2. Code that’s performing more complex business operations where you’re creating an idempotent abstraction by either performing rollbacks, or providing some kind of atomic apply abstraction that ensures partial failures don’t result in corrupted state.

For point 1, you shouldn’t be checking for order of operations, because it doesn’t matter. Everything is inherently idempotent, just perform the operations again.

For point 2, there is no simple abstraction you can apply. You need to have something record the desired operation, then ensure it either completes or fails. And once that happens, ensures that completion or failure is persistent permanently. But that kind of logic is not the kind of thing you put into a function and compose with other operations.

shawnz a day ago

Consider a simple example where you're checking if a file exists, or a database object exists, and creating it if not. Imagine your filesystem or database library either doesn't have an upsert function to do this for you, or else you can't use it because you want some special behaviour for new records (like writing the current timestamp or a running total, or adding an entry to a log file, or something). I think this is a simple, common example where you would want to combine a conditional with an action. I don't think it's very "odd" or indicative of "way too much logic".

  • avianlyric a day ago

    > a database object exists, and creating it if not. Imagine your filesystem or database library either doesn't have an upsert function to do this for you, or else you can't use it because you want some special behaviour for new records (like writing the current timestamp or a running total, or adding an entry to a log file, or something).

    This is why databases have transactions.

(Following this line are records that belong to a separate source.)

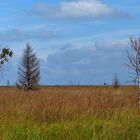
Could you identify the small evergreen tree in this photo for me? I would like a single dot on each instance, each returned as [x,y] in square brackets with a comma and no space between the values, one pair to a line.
[116,82]
[29,70]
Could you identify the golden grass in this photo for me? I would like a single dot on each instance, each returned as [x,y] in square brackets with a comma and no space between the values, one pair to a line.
[50,104]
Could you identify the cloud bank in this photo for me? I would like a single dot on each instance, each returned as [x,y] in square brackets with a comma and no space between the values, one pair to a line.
[77,9]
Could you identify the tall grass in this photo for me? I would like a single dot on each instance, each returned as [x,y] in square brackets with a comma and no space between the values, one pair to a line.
[71,113]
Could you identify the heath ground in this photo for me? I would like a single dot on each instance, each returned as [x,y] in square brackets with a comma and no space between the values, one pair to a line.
[70,113]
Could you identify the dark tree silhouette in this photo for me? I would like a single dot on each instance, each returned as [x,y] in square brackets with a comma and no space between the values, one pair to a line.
[29,70]
[116,82]
[133,56]
[5,55]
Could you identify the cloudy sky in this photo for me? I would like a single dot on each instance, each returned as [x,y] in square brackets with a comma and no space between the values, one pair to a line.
[82,41]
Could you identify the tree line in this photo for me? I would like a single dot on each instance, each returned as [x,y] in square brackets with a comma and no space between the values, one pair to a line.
[29,68]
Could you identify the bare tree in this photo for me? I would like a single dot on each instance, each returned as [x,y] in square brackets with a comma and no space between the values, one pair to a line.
[115,82]
[29,70]
[133,56]
[5,54]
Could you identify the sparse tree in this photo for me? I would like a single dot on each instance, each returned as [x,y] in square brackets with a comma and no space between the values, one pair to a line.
[5,55]
[133,55]
[115,82]
[29,70]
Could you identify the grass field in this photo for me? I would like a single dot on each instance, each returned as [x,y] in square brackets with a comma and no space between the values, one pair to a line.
[69,113]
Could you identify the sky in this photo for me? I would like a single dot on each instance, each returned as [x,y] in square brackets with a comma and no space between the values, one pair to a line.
[76,41]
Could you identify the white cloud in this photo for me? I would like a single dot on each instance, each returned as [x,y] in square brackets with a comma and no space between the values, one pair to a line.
[77,9]
[22,35]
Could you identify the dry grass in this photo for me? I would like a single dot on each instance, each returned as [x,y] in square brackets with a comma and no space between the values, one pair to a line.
[65,103]
[69,113]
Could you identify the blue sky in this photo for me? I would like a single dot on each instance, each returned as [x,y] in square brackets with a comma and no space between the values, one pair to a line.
[82,41]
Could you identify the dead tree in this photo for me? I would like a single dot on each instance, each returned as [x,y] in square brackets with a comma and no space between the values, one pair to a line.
[5,54]
[115,81]
[29,70]
[133,56]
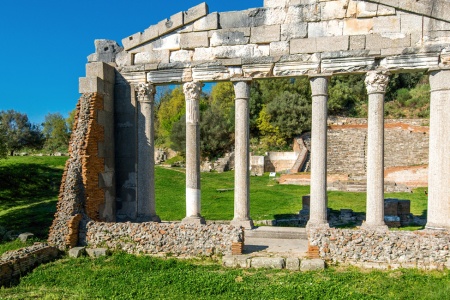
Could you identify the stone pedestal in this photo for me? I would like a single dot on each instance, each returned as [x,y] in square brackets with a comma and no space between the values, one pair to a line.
[192,91]
[318,197]
[242,157]
[438,216]
[145,157]
[376,84]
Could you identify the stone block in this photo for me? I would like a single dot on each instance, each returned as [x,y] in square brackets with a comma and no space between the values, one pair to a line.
[97,252]
[265,34]
[267,262]
[377,41]
[312,265]
[357,42]
[326,28]
[293,31]
[332,10]
[101,70]
[193,40]
[390,24]
[77,252]
[23,237]
[234,19]
[90,85]
[355,26]
[209,22]
[228,38]
[195,13]
[292,264]
[279,48]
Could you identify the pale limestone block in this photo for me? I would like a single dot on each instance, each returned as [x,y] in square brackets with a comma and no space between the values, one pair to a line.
[357,42]
[377,41]
[170,42]
[333,10]
[386,24]
[195,13]
[228,38]
[303,46]
[265,34]
[334,43]
[326,28]
[293,31]
[181,56]
[358,26]
[194,39]
[411,23]
[384,10]
[209,22]
[366,9]
[279,48]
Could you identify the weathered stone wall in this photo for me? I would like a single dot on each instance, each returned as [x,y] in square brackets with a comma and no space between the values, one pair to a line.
[14,264]
[406,144]
[394,249]
[166,238]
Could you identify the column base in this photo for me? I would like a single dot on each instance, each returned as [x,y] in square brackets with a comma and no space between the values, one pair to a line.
[377,227]
[154,218]
[246,224]
[194,220]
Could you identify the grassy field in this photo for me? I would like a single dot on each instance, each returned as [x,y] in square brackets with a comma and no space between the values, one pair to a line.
[28,195]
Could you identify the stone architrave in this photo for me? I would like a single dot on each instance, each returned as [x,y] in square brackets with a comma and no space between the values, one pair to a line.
[192,91]
[438,214]
[376,84]
[319,201]
[242,157]
[146,210]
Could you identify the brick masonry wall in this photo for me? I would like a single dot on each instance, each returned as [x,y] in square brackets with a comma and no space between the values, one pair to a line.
[167,238]
[80,196]
[14,264]
[384,250]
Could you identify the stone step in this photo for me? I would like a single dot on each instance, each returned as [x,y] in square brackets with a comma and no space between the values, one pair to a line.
[272,232]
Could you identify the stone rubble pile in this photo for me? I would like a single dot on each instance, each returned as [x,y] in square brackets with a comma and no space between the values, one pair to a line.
[165,238]
[378,249]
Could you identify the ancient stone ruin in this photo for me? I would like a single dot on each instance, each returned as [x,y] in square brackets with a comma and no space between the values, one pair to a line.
[109,176]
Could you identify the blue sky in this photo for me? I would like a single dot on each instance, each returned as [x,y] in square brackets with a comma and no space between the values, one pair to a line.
[44,44]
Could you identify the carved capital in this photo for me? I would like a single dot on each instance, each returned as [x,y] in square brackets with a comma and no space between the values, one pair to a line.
[377,81]
[192,90]
[145,92]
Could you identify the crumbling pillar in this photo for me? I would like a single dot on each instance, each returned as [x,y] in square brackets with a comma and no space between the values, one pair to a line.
[145,157]
[438,215]
[318,199]
[242,157]
[192,91]
[376,84]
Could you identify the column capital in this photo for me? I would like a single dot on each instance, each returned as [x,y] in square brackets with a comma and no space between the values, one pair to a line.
[192,90]
[377,81]
[145,92]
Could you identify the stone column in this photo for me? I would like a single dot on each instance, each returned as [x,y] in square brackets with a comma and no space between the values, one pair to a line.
[242,157]
[318,198]
[192,91]
[146,154]
[376,84]
[438,214]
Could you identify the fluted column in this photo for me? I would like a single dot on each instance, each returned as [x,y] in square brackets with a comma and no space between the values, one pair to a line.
[318,197]
[146,154]
[242,158]
[438,215]
[376,84]
[192,91]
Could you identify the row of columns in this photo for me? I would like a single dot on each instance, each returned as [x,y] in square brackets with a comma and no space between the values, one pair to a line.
[376,85]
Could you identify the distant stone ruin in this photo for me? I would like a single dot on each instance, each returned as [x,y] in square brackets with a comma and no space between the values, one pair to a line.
[109,176]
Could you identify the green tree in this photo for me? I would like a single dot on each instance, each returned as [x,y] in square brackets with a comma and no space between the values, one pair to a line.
[56,132]
[19,132]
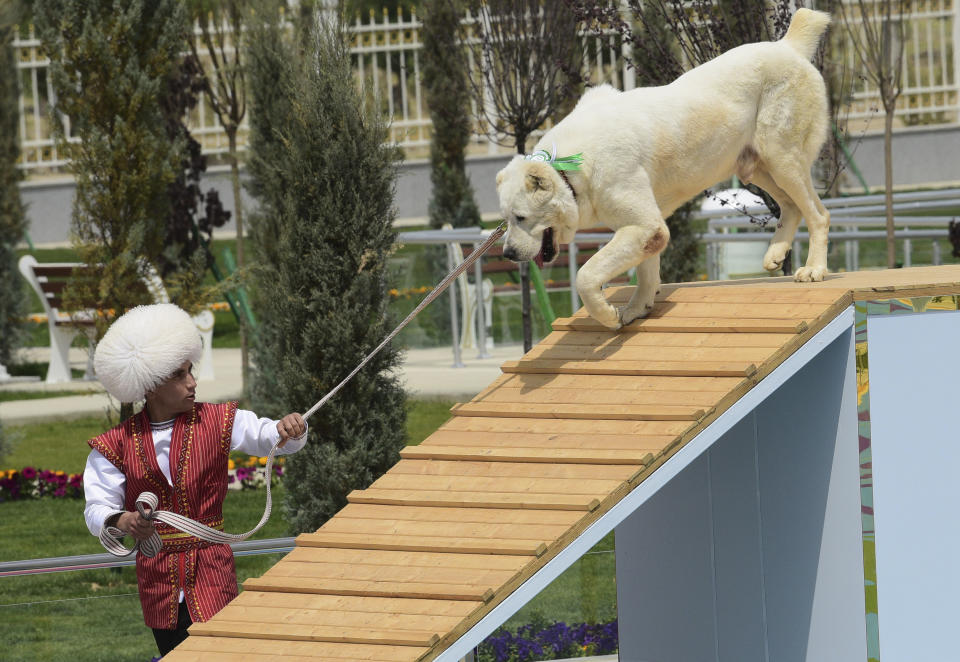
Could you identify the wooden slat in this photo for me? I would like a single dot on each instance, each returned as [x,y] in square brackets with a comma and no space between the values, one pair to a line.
[371,589]
[502,470]
[262,649]
[407,559]
[359,605]
[384,573]
[736,295]
[221,627]
[593,411]
[344,619]
[527,485]
[640,368]
[532,455]
[528,382]
[414,514]
[649,353]
[600,339]
[509,425]
[522,500]
[687,325]
[548,440]
[708,310]
[423,543]
[421,531]
[597,396]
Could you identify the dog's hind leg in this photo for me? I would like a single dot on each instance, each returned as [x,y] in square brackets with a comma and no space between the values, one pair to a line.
[631,246]
[787,226]
[796,183]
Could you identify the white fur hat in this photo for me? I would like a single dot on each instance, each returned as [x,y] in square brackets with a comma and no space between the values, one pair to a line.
[143,347]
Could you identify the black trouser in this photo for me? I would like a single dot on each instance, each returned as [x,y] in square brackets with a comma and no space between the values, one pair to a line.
[167,640]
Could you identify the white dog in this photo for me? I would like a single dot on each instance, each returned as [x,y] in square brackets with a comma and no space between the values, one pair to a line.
[627,160]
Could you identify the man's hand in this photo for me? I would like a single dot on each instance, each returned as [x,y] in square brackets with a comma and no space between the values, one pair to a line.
[135,525]
[290,426]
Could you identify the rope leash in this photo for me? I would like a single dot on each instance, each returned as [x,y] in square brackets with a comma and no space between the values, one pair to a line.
[147,502]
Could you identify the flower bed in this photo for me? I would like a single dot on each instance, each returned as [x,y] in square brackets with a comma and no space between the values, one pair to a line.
[32,483]
[537,641]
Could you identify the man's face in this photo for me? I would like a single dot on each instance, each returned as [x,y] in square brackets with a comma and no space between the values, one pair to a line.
[176,394]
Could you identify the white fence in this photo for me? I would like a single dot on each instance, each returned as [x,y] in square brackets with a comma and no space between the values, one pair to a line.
[386,58]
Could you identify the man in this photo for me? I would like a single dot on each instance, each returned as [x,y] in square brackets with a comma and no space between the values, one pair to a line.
[178,449]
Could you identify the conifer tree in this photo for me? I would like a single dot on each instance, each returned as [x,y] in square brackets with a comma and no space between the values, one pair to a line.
[448,97]
[12,218]
[110,62]
[324,180]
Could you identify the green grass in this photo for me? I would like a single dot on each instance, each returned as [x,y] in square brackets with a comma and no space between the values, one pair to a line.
[12,396]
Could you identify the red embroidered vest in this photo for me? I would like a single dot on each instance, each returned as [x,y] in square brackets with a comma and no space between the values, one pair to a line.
[199,450]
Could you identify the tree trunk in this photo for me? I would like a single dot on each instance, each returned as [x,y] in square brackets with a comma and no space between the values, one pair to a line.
[238,215]
[888,183]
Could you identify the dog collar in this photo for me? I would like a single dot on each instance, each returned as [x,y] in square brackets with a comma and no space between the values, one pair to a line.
[566,181]
[559,164]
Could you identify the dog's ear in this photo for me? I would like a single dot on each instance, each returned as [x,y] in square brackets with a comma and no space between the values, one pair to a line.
[539,178]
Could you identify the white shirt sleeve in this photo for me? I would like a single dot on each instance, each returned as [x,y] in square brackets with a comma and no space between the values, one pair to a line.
[103,487]
[256,436]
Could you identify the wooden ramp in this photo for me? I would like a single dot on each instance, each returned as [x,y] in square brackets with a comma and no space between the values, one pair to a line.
[465,518]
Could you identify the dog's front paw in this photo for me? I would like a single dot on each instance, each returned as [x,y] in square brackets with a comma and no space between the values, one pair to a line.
[810,274]
[629,314]
[608,316]
[776,254]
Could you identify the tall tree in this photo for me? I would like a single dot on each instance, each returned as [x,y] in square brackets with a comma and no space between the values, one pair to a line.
[445,84]
[13,222]
[444,79]
[324,178]
[221,44]
[877,31]
[193,213]
[526,52]
[110,63]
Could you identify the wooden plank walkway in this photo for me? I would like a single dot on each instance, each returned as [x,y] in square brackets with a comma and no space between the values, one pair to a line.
[463,519]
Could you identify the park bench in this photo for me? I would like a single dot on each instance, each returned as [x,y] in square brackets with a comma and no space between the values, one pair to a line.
[49,280]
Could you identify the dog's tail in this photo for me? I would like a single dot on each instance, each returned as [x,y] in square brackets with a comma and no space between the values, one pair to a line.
[806,28]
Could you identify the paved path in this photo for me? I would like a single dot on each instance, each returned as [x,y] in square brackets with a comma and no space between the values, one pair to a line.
[425,373]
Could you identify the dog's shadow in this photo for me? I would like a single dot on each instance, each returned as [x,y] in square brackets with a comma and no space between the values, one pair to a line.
[608,345]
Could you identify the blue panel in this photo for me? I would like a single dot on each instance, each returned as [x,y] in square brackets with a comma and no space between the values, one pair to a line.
[914,372]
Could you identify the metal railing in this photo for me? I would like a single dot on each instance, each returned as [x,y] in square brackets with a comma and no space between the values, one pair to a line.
[98,561]
[847,216]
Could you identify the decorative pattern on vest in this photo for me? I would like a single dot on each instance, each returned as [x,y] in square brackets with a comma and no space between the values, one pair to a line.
[199,450]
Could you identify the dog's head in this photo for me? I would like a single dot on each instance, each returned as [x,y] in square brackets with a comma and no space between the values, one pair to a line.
[539,208]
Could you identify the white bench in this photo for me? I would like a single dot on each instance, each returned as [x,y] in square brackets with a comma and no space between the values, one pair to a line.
[50,279]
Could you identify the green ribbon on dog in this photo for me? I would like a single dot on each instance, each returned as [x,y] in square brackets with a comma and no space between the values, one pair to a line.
[571,163]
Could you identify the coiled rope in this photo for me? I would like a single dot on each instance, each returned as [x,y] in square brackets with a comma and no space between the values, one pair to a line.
[146,504]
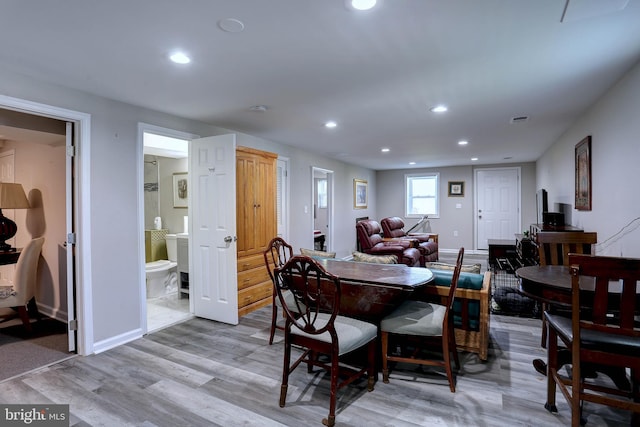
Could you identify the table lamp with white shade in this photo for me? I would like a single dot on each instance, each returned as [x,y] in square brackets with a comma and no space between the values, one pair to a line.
[12,196]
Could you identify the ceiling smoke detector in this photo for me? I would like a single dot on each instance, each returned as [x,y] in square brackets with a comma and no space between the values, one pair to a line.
[520,119]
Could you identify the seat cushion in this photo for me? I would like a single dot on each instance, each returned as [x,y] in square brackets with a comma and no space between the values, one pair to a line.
[468,268]
[428,247]
[415,318]
[594,340]
[377,259]
[352,333]
[465,281]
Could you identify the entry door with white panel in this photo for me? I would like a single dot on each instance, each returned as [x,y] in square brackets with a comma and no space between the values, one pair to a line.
[497,205]
[212,208]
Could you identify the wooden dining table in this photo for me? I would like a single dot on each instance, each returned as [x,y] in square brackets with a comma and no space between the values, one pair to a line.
[552,284]
[371,291]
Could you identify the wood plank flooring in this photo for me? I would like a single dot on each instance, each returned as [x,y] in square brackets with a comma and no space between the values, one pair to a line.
[203,373]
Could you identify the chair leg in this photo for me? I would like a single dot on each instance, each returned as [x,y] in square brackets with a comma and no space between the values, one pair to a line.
[371,368]
[543,338]
[453,347]
[552,369]
[24,316]
[335,370]
[446,354]
[384,341]
[274,317]
[285,372]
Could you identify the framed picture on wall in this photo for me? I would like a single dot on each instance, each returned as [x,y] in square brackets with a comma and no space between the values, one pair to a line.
[583,175]
[360,194]
[180,190]
[456,188]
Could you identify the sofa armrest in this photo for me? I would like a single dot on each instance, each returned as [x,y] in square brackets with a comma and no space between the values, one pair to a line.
[403,241]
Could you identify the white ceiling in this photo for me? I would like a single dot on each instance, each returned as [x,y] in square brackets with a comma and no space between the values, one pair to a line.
[375,73]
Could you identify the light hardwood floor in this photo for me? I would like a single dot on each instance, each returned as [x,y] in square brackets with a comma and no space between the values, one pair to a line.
[203,373]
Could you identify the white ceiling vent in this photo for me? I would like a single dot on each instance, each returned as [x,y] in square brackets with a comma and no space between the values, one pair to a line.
[520,119]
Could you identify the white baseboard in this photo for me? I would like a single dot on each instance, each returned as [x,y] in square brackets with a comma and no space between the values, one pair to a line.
[116,341]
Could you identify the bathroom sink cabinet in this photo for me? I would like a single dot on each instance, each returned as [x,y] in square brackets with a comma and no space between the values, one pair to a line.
[183,265]
[255,224]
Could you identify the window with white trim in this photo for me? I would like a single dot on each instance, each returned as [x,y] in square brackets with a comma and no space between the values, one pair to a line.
[421,195]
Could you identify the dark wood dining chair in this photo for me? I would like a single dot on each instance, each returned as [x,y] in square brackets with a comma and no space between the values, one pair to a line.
[314,324]
[554,248]
[424,325]
[606,336]
[278,252]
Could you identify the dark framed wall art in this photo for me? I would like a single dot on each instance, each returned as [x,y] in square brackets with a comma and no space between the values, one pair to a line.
[583,174]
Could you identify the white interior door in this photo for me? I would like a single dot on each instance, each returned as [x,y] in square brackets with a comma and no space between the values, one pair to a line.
[212,243]
[7,172]
[70,284]
[497,205]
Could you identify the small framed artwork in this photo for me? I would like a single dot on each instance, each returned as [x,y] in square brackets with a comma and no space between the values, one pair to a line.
[360,194]
[456,188]
[180,190]
[583,175]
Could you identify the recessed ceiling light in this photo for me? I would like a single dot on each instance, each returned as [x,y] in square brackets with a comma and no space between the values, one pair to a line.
[361,4]
[439,109]
[231,25]
[180,58]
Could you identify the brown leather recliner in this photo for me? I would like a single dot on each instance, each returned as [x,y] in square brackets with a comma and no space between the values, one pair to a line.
[368,232]
[394,227]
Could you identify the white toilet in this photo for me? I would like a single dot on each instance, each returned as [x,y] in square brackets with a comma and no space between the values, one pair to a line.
[161,275]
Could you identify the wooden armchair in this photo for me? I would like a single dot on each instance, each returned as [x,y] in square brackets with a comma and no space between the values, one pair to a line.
[554,248]
[602,330]
[471,308]
[314,325]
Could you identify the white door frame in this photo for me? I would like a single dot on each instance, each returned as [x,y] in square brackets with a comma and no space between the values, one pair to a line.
[283,227]
[82,218]
[142,129]
[330,184]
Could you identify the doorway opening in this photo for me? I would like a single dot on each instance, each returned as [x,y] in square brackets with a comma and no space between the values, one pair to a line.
[165,219]
[322,203]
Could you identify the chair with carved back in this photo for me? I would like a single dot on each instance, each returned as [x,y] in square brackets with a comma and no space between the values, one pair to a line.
[278,252]
[605,334]
[313,324]
[424,325]
[554,248]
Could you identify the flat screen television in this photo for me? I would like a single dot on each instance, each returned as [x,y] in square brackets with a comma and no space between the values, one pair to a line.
[542,205]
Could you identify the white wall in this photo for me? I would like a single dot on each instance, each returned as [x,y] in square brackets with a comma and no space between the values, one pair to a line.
[115,235]
[614,125]
[390,190]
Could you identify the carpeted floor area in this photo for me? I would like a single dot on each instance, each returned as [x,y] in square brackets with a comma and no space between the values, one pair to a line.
[21,351]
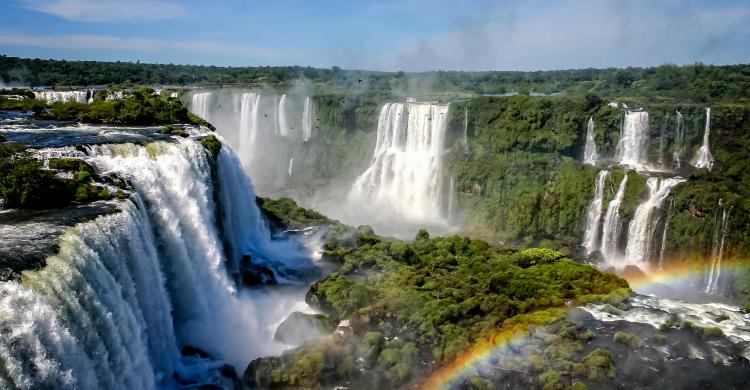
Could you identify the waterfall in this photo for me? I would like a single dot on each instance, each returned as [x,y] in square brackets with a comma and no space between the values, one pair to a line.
[200,104]
[283,122]
[62,96]
[612,224]
[127,290]
[703,157]
[307,120]
[249,126]
[645,219]
[404,174]
[632,150]
[679,140]
[589,152]
[594,214]
[451,200]
[664,233]
[466,128]
[662,140]
[717,249]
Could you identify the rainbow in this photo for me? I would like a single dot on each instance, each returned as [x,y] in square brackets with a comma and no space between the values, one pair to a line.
[679,273]
[497,345]
[500,343]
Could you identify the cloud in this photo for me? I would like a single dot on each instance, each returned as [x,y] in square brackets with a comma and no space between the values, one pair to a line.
[98,11]
[105,42]
[576,34]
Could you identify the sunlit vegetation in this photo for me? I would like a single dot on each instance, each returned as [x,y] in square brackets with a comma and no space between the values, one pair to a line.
[24,183]
[413,306]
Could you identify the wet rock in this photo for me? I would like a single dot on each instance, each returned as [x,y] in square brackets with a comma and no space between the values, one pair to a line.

    > simple example where you're checking if a file exists

    Personally I avoid interacting directly with the filesystem like the plague due to issues exactly like this. Working with a filesystem correctly is way harder than people think it is, and handling all the edge-cases is unbelievably difficult. If I'm building a production system where correctness is important, then I use abstractions like databases to make sure I don't have to deal with filesystem nuances myself.

    • shawnz a day ago

      Sure, I agree that a transaction should be used here (in the database example at least). But that's orthogonal to my point, or maybe even in favour of it: doesn't a transaction necessitate keeping the conditional close to the effect? It's a perfect example of what I'm trying to say, how do you make sure the conditional happens in the same transaction as the effect, while simultaneously trying to push the conditional towards the root of the code and away from the effect? Transaction boundaries are exactly the kind of thing that makes pushing up the conditionals difficult.

      • avianlyric 13 hours ago

        By pushing up the transaction boundary. The only reason why the conditional is important is because it part of a larger sequence of operations that you want to complete in an atomic fashion.

        Your transaction needs to encompass all of those operations, not just parts of it.

jknoepfler a day ago

Probably implicit in your #2, but there are two types of people in the world: people who know why you shouldn't try to write a production-grade database from scratch, and people who don't know why you shouldn't try to write a production-grade database from scratch. Neither group should try to write a production-grade database from scratch.